Australia pays €555m over scrapped nuclear-sub programme

Article by Amanda Jasi

THE Australian Government has announced a €555m (US$579.9m) settlement with France’s majority state-owned Naval Group over the scrapped Attack-class submarine programme.

In September 2021, Australia announced a collaboration with the UK and US – AUKUS – for nuclear-powered submarines that effectively replaced an existing A$90bn (US$62.6bn) agreement with France, causing international tensions.

With news of the “fair and equitable settlement” to the naval defence company, the recently-elected Australian Prime Minister Anthony Albanese said that the “matter is resolved” and the nation can now move forward in its relationship with “important ally” France.
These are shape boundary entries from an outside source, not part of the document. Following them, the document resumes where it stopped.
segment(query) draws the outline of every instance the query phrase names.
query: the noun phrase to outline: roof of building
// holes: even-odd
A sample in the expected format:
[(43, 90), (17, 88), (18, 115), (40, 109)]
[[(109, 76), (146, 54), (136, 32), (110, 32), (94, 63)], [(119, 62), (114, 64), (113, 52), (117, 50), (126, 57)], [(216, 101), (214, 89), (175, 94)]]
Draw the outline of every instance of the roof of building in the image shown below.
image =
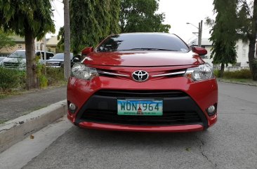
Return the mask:
[(46, 46), (57, 46), (58, 41), (59, 41), (57, 40), (57, 36), (53, 36), (47, 41)]

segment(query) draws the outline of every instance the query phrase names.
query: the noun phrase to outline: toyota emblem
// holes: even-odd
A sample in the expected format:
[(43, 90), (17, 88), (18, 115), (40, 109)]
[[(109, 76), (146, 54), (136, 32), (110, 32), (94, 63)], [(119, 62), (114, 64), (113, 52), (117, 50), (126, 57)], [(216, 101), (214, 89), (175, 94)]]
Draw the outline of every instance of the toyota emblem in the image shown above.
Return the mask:
[(133, 72), (132, 77), (136, 81), (145, 81), (147, 80), (149, 74), (144, 70), (136, 70)]

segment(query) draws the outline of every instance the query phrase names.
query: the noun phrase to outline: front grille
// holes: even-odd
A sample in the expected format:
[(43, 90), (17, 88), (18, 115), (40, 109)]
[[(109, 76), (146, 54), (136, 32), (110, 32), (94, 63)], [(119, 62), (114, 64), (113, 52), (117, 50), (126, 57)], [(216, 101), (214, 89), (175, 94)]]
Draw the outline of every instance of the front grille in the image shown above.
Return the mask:
[[(117, 114), (117, 99), (158, 99), (163, 100), (162, 116)], [(75, 123), (91, 121), (136, 126), (201, 124), (206, 119), (192, 98), (179, 90), (101, 90), (91, 96), (79, 111)]]
[(157, 116), (121, 116), (117, 110), (88, 109), (82, 119), (87, 121), (99, 123), (137, 125), (137, 126), (169, 126), (199, 123), (201, 119), (195, 111), (164, 111)]
[(117, 97), (178, 97), (187, 95), (181, 91), (172, 90), (101, 90), (95, 93), (95, 95), (111, 96)]
[(8, 68), (17, 68), (19, 67), (19, 65), (18, 62), (4, 62), (4, 67)]

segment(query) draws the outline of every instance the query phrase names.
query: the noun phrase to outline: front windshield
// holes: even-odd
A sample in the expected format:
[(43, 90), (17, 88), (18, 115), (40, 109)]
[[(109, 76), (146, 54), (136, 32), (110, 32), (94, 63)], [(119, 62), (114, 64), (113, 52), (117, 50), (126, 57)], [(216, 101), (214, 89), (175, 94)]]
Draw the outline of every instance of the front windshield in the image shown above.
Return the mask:
[(25, 51), (20, 51), (16, 50), (12, 53), (8, 58), (26, 58)]
[(119, 50), (173, 50), (188, 52), (187, 46), (169, 34), (134, 33), (112, 35), (97, 48), (98, 52)]
[[(70, 53), (70, 59), (73, 58), (73, 53)], [(52, 59), (58, 59), (58, 60), (64, 60), (64, 53), (57, 53), (53, 57)]]

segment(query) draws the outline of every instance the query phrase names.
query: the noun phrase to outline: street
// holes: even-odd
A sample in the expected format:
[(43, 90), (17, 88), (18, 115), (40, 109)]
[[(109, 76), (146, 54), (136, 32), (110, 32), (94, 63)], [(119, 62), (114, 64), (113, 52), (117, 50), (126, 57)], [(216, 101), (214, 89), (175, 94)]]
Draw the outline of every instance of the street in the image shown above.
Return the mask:
[(257, 168), (257, 87), (219, 83), (218, 122), (185, 133), (70, 128), (22, 168)]

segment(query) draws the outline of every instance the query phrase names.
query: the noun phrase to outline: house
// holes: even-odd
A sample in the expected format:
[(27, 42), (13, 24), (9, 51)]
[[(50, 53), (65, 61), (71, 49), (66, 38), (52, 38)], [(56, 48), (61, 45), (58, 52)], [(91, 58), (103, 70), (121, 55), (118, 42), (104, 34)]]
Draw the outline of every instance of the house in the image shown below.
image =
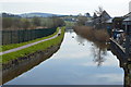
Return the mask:
[(103, 13), (99, 16), (97, 16), (96, 13), (94, 13), (93, 25), (95, 28), (106, 28), (106, 21), (110, 18), (111, 16), (106, 11), (103, 11)]

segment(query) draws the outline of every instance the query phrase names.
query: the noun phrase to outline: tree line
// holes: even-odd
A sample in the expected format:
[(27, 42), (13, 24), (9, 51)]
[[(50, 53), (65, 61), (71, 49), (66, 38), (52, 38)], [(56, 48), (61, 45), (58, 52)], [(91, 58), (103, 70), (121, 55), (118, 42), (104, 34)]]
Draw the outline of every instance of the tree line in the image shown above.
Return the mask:
[(52, 17), (2, 17), (3, 30), (12, 29), (36, 29), (40, 28), (52, 28), (58, 26), (63, 26), (64, 22), (57, 16)]

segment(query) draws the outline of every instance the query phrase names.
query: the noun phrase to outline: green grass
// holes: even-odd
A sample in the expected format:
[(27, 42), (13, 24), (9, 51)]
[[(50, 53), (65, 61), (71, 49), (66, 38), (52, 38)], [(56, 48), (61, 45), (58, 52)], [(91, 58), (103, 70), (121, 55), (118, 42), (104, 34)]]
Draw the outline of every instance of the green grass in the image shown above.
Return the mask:
[(38, 39), (35, 39), (35, 40), (31, 40), (31, 41), (26, 41), (26, 42), (21, 42), (21, 44), (11, 44), (11, 45), (5, 45), (5, 46), (0, 46), (0, 52), (1, 51), (7, 51), (7, 50), (10, 50), (10, 49), (13, 49), (13, 48), (17, 48), (17, 47), (21, 47), (21, 46), (25, 46), (27, 44), (32, 44), (32, 42), (35, 42), (35, 41), (38, 41), (38, 40), (47, 39), (49, 37), (55, 36), (58, 32), (59, 32), (59, 28), (57, 28), (56, 33), (53, 33), (52, 35), (47, 36), (47, 37), (43, 37), (43, 38), (38, 38)]
[(63, 36), (64, 36), (64, 27), (61, 28), (61, 35), (58, 36), (57, 38), (37, 44), (37, 45), (28, 47), (26, 49), (22, 49), (22, 50), (15, 51), (15, 52), (11, 52), (11, 53), (7, 53), (7, 54), (1, 55), (0, 63), (5, 64), (12, 60), (15, 60), (15, 59), (22, 58), (22, 57), (26, 57), (31, 53), (36, 52), (36, 51), (46, 50), (50, 46), (56, 46), (56, 45), (60, 44)]

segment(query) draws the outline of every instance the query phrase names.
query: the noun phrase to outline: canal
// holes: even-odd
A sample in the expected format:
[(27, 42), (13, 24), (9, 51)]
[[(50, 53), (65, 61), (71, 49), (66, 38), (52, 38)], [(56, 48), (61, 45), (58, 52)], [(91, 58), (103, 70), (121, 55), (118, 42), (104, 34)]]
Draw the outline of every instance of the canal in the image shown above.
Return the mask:
[[(15, 71), (17, 72), (17, 71)], [(123, 85), (119, 60), (75, 33), (66, 33), (60, 49), (5, 85)]]

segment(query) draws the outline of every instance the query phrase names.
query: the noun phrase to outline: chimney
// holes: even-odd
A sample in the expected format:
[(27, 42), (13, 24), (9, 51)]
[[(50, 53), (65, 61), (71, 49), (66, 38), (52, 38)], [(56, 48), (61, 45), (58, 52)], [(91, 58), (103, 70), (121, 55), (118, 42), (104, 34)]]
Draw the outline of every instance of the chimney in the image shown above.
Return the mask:
[[(131, 1), (129, 2), (129, 12), (131, 12)], [(129, 15), (129, 18), (131, 20), (131, 14)]]

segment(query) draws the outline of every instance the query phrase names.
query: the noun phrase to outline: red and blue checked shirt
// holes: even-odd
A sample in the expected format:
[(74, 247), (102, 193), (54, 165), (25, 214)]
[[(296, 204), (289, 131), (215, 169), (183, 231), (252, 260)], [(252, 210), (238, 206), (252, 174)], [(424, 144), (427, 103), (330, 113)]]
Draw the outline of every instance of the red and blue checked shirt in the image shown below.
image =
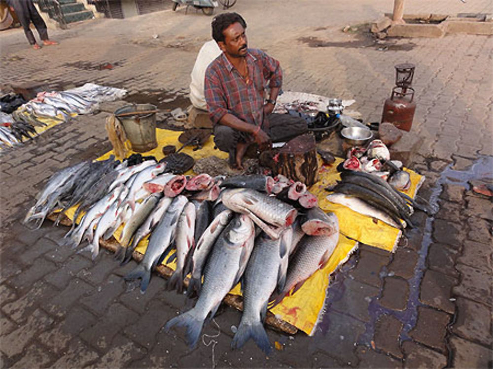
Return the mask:
[(211, 62), (206, 71), (204, 93), (209, 116), (214, 124), (226, 113), (251, 124), (263, 121), (264, 87), (281, 87), (279, 62), (261, 50), (249, 49), (246, 58), (248, 83), (224, 55)]

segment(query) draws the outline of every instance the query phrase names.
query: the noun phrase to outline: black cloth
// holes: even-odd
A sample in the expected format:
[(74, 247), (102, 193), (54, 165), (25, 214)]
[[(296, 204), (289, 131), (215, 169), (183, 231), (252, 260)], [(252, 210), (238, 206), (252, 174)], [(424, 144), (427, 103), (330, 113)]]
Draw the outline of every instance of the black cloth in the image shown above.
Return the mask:
[(19, 21), (24, 29), (24, 33), (29, 43), (31, 45), (36, 43), (36, 39), (34, 38), (34, 35), (29, 28), (29, 24), (31, 22), (36, 27), (41, 39), (43, 41), (48, 39), (46, 24), (33, 3), (33, 0), (7, 0), (7, 3), (9, 6), (14, 8)]
[[(288, 141), (302, 134), (307, 131), (307, 122), (302, 118), (287, 114), (273, 113), (268, 116), (268, 124), (262, 127), (273, 142)], [(268, 127), (267, 127), (268, 126)], [(214, 143), (218, 149), (235, 157), (238, 142), (250, 142), (252, 137), (244, 132), (234, 130), (227, 126), (216, 124), (214, 126)]]

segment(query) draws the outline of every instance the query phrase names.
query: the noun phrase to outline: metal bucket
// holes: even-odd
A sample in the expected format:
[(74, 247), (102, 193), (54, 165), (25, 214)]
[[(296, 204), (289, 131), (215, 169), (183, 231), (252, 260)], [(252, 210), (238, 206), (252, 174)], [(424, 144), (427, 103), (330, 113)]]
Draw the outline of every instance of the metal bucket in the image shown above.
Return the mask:
[(124, 113), (155, 110), (152, 104), (133, 104), (121, 107), (115, 111), (115, 116), (121, 122), (132, 150), (145, 152), (157, 147), (156, 139), (156, 113), (119, 116)]

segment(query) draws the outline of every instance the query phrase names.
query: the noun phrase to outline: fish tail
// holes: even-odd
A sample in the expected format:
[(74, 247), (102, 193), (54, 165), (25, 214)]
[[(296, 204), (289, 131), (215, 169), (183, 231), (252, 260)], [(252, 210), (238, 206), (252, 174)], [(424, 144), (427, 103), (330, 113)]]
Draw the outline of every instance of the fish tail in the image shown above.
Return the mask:
[(200, 337), (200, 333), (202, 331), (202, 326), (204, 325), (204, 319), (197, 316), (194, 310), (195, 309), (192, 309), (180, 315), (172, 318), (164, 326), (164, 330), (167, 332), (169, 332), (174, 327), (186, 327), (185, 338), (187, 344), (190, 348), (194, 347), (197, 345)]
[(200, 278), (195, 278), (193, 276), (190, 277), (190, 280), (188, 281), (188, 287), (186, 290), (187, 297), (192, 297), (196, 293), (197, 295), (200, 294), (200, 289), (202, 288), (201, 282)]
[(183, 269), (175, 271), (171, 277), (166, 283), (166, 288), (169, 291), (176, 289), (176, 292), (181, 294), (183, 290)]
[(269, 355), (271, 351), (271, 342), (260, 321), (247, 323), (242, 321), (231, 341), (231, 348), (241, 348), (250, 338), (253, 338), (257, 346), (266, 355)]
[(135, 268), (123, 277), (126, 281), (132, 281), (141, 278), (141, 292), (143, 293), (149, 285), (151, 279), (151, 270), (146, 268), (143, 264), (139, 264)]

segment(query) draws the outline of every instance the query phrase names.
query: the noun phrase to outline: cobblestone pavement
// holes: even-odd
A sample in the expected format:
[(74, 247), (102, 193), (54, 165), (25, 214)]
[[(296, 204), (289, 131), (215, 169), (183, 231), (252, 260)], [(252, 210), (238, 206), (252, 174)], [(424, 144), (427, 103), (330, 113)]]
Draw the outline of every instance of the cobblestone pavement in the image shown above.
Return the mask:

French Minister of Armed Forces Sébastien Lecornu expressed wishes that the settlement and change of Government will make it possible to overcome the crisis of confidence in Australia that arose last year.

AUKUS and the decision to scrap the agreement with France were announced by the previous Australian Liberal-National coalition Government voted out on 23 May. The now-in-power Labor Party accepted the decision to exit the deal, but Albanese acknowledged that the way it was handled “caused enormous tension” with France.

AUKUS

In April, Australia and the UK and US reaffirmed their commitment to AUKUS, and implementation of the programme had begun. It will provide Australia with nuclear-powered submarines, while upholding the highest non-proliferation standards, as well as advanced capabilities including artificial intelligence and autonomy, quantum technologies and advanced cyber capabilities.

By March 2023, the countries intend to determine the optimal pathway for Australia to achieve nuclear capability. According to reports, the collaboration will see Australia become the seventh nation with nuclear-powered submarines.

Initially it was announced that the programme would deliver at least eight nuclear-powered submarines to Australia, that would be built in Adelaide, with the first submarines expected by 2040. The Financial Times reports that former Australian PM Scott Morrison later seemed to “water down” the timeline and the amount of the project that would be built in Australia.


Correction

This article was edited on 5 July to correct the stated cost of the previous nuclear submarine agreement with France from A$90m (US$62.6m) to A$90bn.